About three in five pregnancy-related deaths are preventable, including suicide and drug-related deaths. Extending this coverage for a full year gives our families the support they need to be successful, giving postpartum people the time they need to deal with health issues such as depression and anxiety, substance use and pregnancy-related health issues, and is an important health equity tool to positively impact communities of color.
Maternal mortality has been a growing health crisis in the United States for decades. Black women are particularly at risk. They are three to four times more likely to die from a pregnancy-related complication than non-Hispanic white women.
For every person who dies from pregnancy-related causes, another 70 suffer from a serious physical illness or disability, including behavioral health issues, at a rate twice as common for black people who give birth.
The American Rescue Plan Act gives states a new option to extend Medicaid postpartum coverage to 12 months. Act as follows:
- Reduce maternal complications from chronic diseases such as heart disease, hypertension and diabetes.
- Improve treatment of maternal drug addiction and maternal mental health complications.
- Decrease maternal mortality rates, including suicide and overdose deaths.
- Enable new postpartum people to acquire health care for themselves that will give them a better opportunity to provide the best care to their infants as well.

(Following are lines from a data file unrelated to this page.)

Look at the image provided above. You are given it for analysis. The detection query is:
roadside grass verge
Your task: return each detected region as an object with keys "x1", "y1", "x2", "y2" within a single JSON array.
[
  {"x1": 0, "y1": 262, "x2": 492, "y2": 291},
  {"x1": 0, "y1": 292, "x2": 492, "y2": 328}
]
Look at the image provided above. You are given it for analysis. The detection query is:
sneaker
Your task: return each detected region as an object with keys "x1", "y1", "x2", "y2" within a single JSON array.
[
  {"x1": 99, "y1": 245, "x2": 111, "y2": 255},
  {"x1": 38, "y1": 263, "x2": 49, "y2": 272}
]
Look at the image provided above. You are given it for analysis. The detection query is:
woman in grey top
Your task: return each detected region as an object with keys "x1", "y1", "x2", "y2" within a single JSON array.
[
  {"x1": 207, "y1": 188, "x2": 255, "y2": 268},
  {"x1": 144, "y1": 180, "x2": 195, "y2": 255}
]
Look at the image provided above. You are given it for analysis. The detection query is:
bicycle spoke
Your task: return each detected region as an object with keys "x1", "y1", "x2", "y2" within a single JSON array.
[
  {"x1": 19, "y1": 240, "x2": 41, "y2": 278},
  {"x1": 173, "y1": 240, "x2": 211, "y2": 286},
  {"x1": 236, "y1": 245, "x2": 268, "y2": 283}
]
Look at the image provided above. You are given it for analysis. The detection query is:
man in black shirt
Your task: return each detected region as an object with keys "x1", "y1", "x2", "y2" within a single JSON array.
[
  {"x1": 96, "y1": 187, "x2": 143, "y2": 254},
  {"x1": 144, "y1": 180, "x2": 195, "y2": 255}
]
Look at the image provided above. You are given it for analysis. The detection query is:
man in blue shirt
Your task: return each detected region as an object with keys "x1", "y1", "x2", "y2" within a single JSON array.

Uniform coverage improves the well-being of a new parent. Studies show that one in three birth attendants experiences an interruption in coverage before, during or after pregnancy.
When coverage expires or they lose and regain coverage over short periods of time, the disruption results in adverse consequences such as delays in early identification or resolution of health problems, discontinuation of medications and treatments, even death. We can and must prevent this.